Not so weird, Ruth replied. Many women named Ann/Annie/Anna in this period.

But two AOs?

Let’s not get stuck on that.

It was something that Scott might have said to her, or even Dr. Susan, except that Ruth’s psychotherapist would have used the term “apophenia,” the false perception of connections and meaning in the presence of unrelated phenomena. One was supposed to ignore that little echo in one’s head, or the tingle, or the voice that said, This! Pay attention to this! Fortunately or unfortunately for Ruth, historians were pattern seekers. Yet it was equally important to remember: a pattern was only a tool for discovering truth, not truth itself.

Reece texted, When can I read the rest?

More to find out first. Which wasn’t an answer. Bye.

She pulled her laptop closer and composed a quick, neutral greeting to Nieman, thanking him again for entrusting her with the journal. Then she got to the point.

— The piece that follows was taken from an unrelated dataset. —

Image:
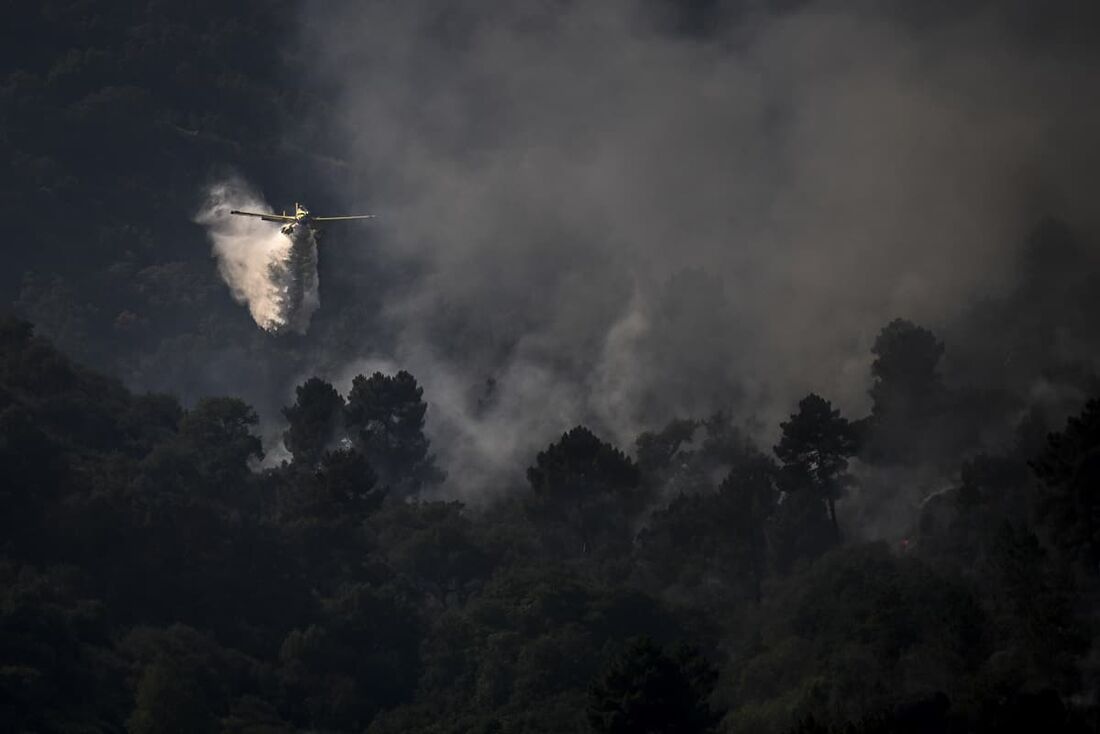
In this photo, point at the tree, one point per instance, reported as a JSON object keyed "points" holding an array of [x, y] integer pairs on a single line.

You mentioned the seller allowed you to see one letter from the collection you’re thinking of buying. I presume it is a letter from “ZN” to the doctor, to continue their relationship by correspondence, as he suggested. Do you intend to include it? Is the analyst not named or addressed? Do you have anything else that connects Annie Oakley directly to this journal? I wouldn’t want to waste your time by offering an uninformed opinion if you have another document that will answer the question or at least narrow down the options. With the letter as opposed to the journal (if I am correct in my hypothesis regarding its presented authorship), we would at least have known handwriting to examine and compare.

Ruth hadn’t been sure about the last line, which was really just a cheap bid for him to cough up the letter so she could see it firsthand. Just as she’d told Reece, handwriting analysis was an ever-weaker tool in the digital age.

It seemed ridiculous to push forward with more research until Nieman got back to her. Was he testing Ruth by withholding the letter, or was he intentionally hobbling her efforts?

He was hiding something, she decided. But who didn’t hide their most treasured secrets? The woman in the journal, “ZN,” hadn’t seemed forthright; the analyst wasn’t either. He hadn’t told his anxious new client that he believed her experiences to be pure hallucination.

And Ruth? In the depths of her illness, she had lied on a regular basis.

Ruth put on the kettle, selected an Earl Grey tea bag and stood with the spoon in her hand, staring at the sugar bowl on the counter, still wondering why she’d been chosen to receive this journal. Why had it shown up today, not two years ago, when Ruth had needed it most? Why in the presence of this young stranger as stubborn and argumentative as Kennidy, her own kid sister, had been?

Perseverating was often associated with post-traumatic stress disorder, especially with certain types of brain injury. She had talked through strategies with Dr. Susan Joy Hovsepian—or Dr. Susan, as Scott and Ruth had always called her—such as setting a firm time limit for thinking about any given topic or image. By which I don’t mean dwelling on something for a week, Ruth. I mean ten minutes. Use a timer.